The ngrok tunnel is both clever and controversial. On one hand, it solves the deployment problem—no need to configure firewall rules, obtain static IPs, or set up cloud infrastructure just to test a vishing scenario. Twilio needs a public webhook, and ngrok provides one instantly. On the other, it introduces a third-party proxy into your operational chain, and the free tier imposes connection limits that make large-scale campaigns impractical. The documentation suggests ngrok alternatives (PageKite, localhost.run, Tailscale Funnel), but the core architectural assumption remains: you’re running this from a laptop or on-prem machine, not containerized in AWS.

Gotcha

The cost structure will surprise you. A single 10-minute call involves approximately: $0.013/min for Twilio voice ($0.13 total), $0.0043/min for Deepgram streaming transcription ($0.043), ~$0.002 for OpenAI API calls depending on GPT-4 usage, and $0.18-0.30 for ElevenLabs voice synthesis depending on character count. That’s roughly $0.35-0.50 per call before accounting for ngrok Pro if you need custom domains or simultaneous tunnels. A 100-call campaign costs $35-50 in API fees alone—manageable for billable red team engagements, but this isn’t something you casually experiment with on weekends.

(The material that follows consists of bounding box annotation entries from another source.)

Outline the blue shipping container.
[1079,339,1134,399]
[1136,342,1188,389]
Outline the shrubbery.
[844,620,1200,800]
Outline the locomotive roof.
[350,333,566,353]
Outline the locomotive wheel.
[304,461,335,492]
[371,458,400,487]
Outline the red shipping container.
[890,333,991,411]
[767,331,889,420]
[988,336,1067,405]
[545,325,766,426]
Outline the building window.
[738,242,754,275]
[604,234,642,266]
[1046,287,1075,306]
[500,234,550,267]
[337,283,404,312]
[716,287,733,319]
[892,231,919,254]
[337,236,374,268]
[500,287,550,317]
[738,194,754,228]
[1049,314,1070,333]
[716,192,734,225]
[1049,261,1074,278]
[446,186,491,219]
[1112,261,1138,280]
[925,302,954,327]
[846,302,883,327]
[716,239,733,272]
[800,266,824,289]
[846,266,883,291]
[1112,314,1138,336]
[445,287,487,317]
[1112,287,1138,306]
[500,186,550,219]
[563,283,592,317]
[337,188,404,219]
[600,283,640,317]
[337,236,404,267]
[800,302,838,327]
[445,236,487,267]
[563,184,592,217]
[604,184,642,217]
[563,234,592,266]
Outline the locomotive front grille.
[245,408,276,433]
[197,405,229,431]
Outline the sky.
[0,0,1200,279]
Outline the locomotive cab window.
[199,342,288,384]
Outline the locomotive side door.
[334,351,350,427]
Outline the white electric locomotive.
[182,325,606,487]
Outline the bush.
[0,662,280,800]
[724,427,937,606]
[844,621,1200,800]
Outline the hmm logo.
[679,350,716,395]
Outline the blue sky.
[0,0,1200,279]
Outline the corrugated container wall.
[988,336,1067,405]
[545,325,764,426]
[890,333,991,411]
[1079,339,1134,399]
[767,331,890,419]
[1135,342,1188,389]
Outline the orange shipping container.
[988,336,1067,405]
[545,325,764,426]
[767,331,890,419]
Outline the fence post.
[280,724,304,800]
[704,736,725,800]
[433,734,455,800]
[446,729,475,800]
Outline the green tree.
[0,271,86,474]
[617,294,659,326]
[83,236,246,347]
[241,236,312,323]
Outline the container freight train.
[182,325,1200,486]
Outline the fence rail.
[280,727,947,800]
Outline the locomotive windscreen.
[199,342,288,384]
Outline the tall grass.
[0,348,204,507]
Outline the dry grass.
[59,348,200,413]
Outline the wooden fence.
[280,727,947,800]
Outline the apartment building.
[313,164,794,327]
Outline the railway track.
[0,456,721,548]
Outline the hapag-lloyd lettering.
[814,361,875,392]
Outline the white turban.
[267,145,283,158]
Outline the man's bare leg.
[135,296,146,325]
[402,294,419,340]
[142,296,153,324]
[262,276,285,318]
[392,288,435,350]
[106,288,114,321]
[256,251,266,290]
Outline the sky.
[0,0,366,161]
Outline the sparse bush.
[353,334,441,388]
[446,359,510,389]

Latency is the other operational constraint that isn’t obvious from the README. Your audio path looks like: Target phone → Twilio edge → ngrok server → your laptop → Deepgram → OpenAI → ElevenLabs → reverse the chain. Even with optimized coroutines, expect 2-4 seconds between when the target finishes speaking and when they hear the AI response. Sophisticated targets—especially those with security awareness training—may notice the unnatural pause pattern. The project lacks jitter injection or filler words (“um,” “let me check”) that would mask processing delays, so conversations can feel stilted compared to human attackers who interject naturally.

Verdict

Use if: You’re conducting authorized security assessments with documented Rules of Engagement, have budget for API services, and need repeatable vishing campaigns with audit-quality logging for client deliverables. GhostLine excels when you’re testing 20+ targets with similar scenarios and want transcripts auto-generated for your report. It’s also ideal when your team lacks voice acting talent but has Python skills—the YAML playbook system lets you iterate on social engineering tactics without touching code. Skip if: You’re exploring voice AI for legitimate telephony automation (customer service bots, appointment reminders)—the persuasion engine and evasion-oriented architecture are purpose-built for adversarial use cases and will complicate regulatory compliance. Also skip if you need sub-second response latency or can’t justify the per-call API costs. For learning environments or one-off tests, the setup overhead (five different API accounts, ngrok configuration, voice sample recording) outweighs the benefit. Finally, avoid if you’re in a jurisdiction where even authorized vishing requires special legal frameworks—the tool’s effectiveness makes it high-stakes, and misuse carries serious consequences.